Me miró con curiosidad. Solté una risita nerviosa.
—¡Oye! No es mi culpa que sea una relación tan tóxica, pero ahora sí es definitiva. Hablando de cosas tóxicas, ¿no crees que tienes algo que contarme?
Su mirada se oscureció con una nube de tristeza. Le comenté que había visto a Ada en Valencia.
—Me sorprendió mucho verla —agregué.
—Ni que hubiera cambiado tanto —dijo con tristeza —. Te voy a hacer algo suave.
Cambió el tema.
—Tomate, limón, sal… cero alcohol. No quiero que te me desmayes aquí y me toque cargar con tus problemas y con tu cuerpo —alzó una ceja, burlón.
Rodé los ojos.
—Cállate. No me cambies el tema. Tú tienes mucho que contarme.
Josh soltó una carcajada seca.
— Si por tu lado llueve, por el mío está cayendo granizo.
—¿Cómo pasó? —inquirí.
Él soltó una risita maliciosa. Ya sabía que iba a responder así que me adelanté.
—Bueno, no cómo, eso ya lo sé.
—Quería ayudarla, respaldarla, pero ella se negó. Este nuevo rival, no puedo competir con él, será su favorito y empiezo a procesar el hecho de que el tiempo de este juguete caducó.

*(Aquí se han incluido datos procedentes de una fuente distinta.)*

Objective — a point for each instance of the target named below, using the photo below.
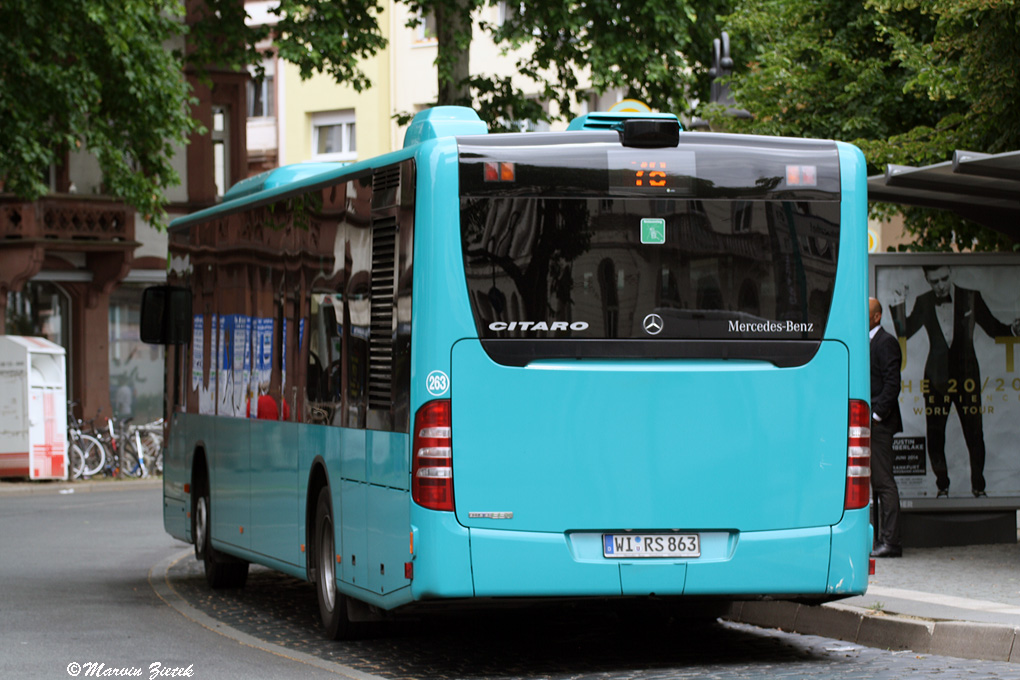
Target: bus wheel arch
(317, 480)
(221, 571)
(332, 603)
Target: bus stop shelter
(982, 188)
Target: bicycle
(86, 454)
(150, 439)
(133, 445)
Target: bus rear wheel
(221, 571)
(333, 604)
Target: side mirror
(166, 317)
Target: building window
(509, 11)
(42, 309)
(260, 97)
(334, 136)
(424, 32)
(220, 148)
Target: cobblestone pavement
(561, 643)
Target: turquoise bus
(621, 360)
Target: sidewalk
(956, 602)
(80, 486)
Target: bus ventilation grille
(386, 187)
(380, 333)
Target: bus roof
(432, 123)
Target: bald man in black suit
(885, 421)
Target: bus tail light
(859, 457)
(431, 457)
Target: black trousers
(885, 504)
(973, 433)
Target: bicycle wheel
(93, 455)
(75, 461)
(130, 465)
(151, 443)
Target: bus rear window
(702, 278)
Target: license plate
(651, 545)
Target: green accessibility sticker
(653, 230)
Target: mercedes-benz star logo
(653, 324)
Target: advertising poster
(958, 320)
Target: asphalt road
(74, 590)
(90, 579)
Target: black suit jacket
(959, 360)
(885, 359)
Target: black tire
(333, 604)
(221, 571)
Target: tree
(906, 81)
(643, 46)
(95, 74)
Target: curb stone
(884, 630)
(84, 486)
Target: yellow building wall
(300, 100)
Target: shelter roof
(982, 188)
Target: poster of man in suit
(958, 326)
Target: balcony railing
(66, 218)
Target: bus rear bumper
(811, 562)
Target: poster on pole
(958, 320)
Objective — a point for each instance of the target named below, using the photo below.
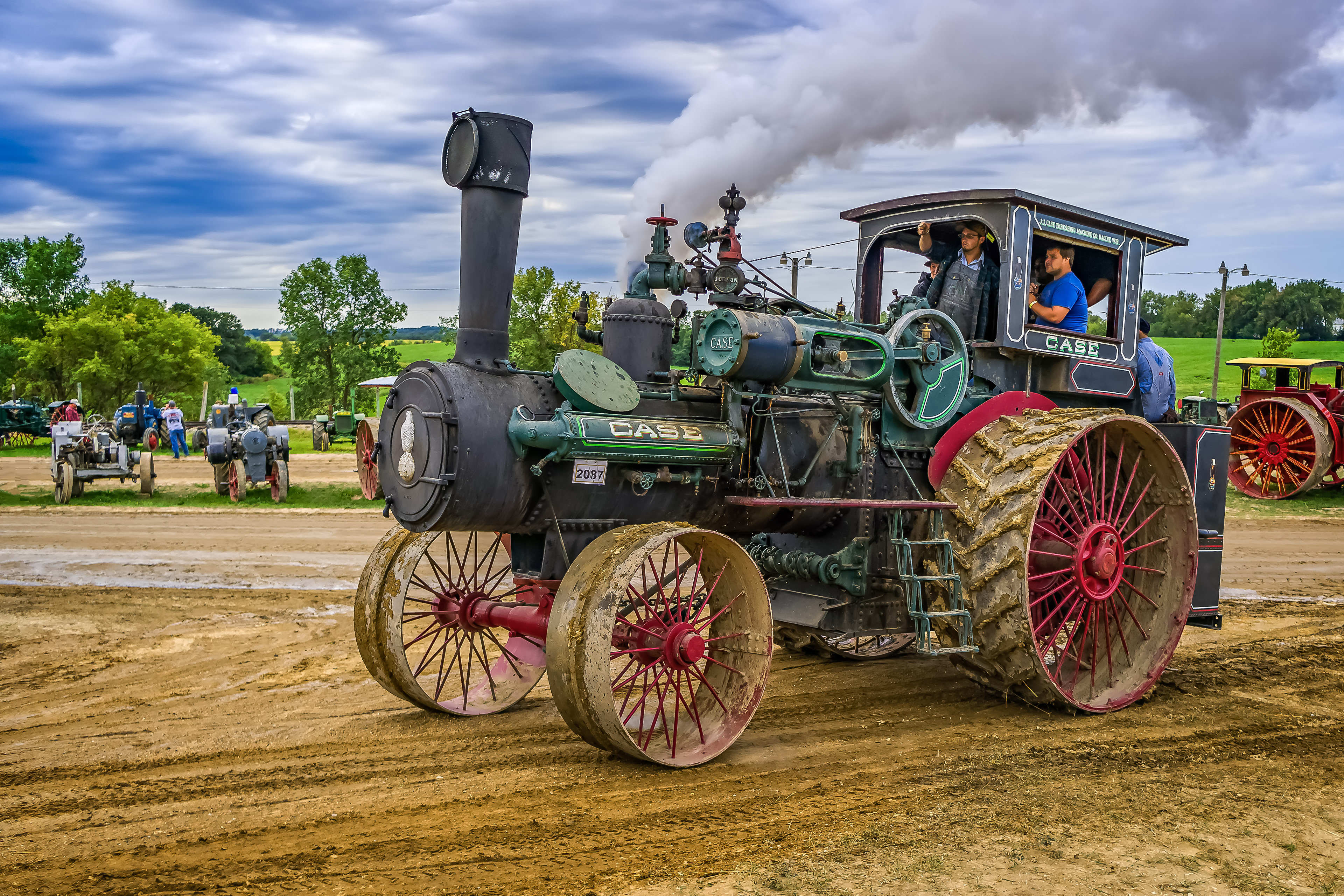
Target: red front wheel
(433, 620)
(1281, 448)
(659, 644)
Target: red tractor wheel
(1077, 542)
(1281, 448)
(659, 644)
(237, 481)
(428, 621)
(366, 434)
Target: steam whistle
(581, 317)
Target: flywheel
(1077, 543)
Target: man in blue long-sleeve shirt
(1156, 379)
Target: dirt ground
(27, 472)
(227, 739)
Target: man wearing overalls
(967, 279)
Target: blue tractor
(140, 422)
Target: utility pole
(1222, 308)
(785, 260)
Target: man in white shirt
(176, 432)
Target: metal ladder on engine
(915, 588)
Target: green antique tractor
(338, 428)
(23, 421)
(341, 426)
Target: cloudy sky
(200, 144)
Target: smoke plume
(924, 73)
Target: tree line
(1312, 309)
(58, 331)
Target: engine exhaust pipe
(488, 156)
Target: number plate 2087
(590, 472)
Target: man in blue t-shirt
(1062, 303)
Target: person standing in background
(68, 412)
(176, 432)
(1156, 379)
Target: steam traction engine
(644, 537)
(1288, 432)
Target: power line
(795, 252)
(400, 289)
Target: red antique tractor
(1287, 434)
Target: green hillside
(1194, 359)
(257, 391)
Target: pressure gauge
(729, 279)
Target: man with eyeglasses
(967, 279)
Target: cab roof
(1283, 362)
(971, 197)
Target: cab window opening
(889, 280)
(1097, 269)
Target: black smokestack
(488, 156)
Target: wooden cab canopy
(1022, 226)
(1284, 371)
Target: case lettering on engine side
(656, 439)
(628, 430)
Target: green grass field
(1194, 359)
(256, 393)
(427, 352)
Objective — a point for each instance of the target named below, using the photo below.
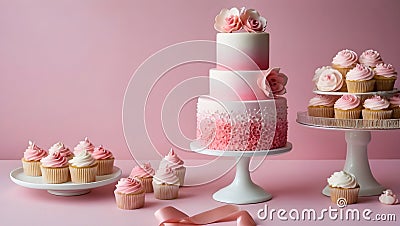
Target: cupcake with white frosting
(343, 185)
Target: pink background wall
(65, 65)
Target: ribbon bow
(170, 216)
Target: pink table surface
(293, 184)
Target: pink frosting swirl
(376, 103)
(347, 102)
(370, 58)
(129, 186)
(345, 58)
(54, 159)
(322, 100)
(395, 100)
(101, 153)
(386, 70)
(144, 171)
(34, 153)
(84, 145)
(360, 73)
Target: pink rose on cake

Acaricié su mano, tratando de hacerle sentir mi apoyo.
—Josh… No sé qué decirte, mereces ser feliz, necesitas rehacer tu vida.
—Sí, soy consciente. Solo que a veces nos gusta abrazar lo imposible porque duele menos que aceptar la verdad. Al final, cada quien se esconde en la mentira que construyó y la presume como si fuera felicidad.

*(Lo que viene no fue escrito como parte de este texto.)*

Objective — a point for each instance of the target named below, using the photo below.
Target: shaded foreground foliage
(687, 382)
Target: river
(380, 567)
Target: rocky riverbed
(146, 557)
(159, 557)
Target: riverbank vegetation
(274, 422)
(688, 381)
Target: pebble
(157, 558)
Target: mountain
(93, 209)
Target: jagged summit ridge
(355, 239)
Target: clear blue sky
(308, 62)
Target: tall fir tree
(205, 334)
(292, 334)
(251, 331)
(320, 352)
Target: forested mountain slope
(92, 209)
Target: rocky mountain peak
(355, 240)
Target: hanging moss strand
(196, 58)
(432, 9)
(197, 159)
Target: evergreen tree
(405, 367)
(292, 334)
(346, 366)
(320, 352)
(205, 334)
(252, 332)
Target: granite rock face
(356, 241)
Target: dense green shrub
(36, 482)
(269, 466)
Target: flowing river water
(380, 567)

Hablar con él, me ayudó a olvidar mis problemas porque a comparación de lo que pasaba con ellos, lo mío era una tontería. Hablar con Josh siempre me arrancaba sonrisas. Mientras caminaba de regreso no pude evitar pensar en él. Luca. Se me hizo un nudo en la garganta.
Espero que estés bien.
Pensé.
…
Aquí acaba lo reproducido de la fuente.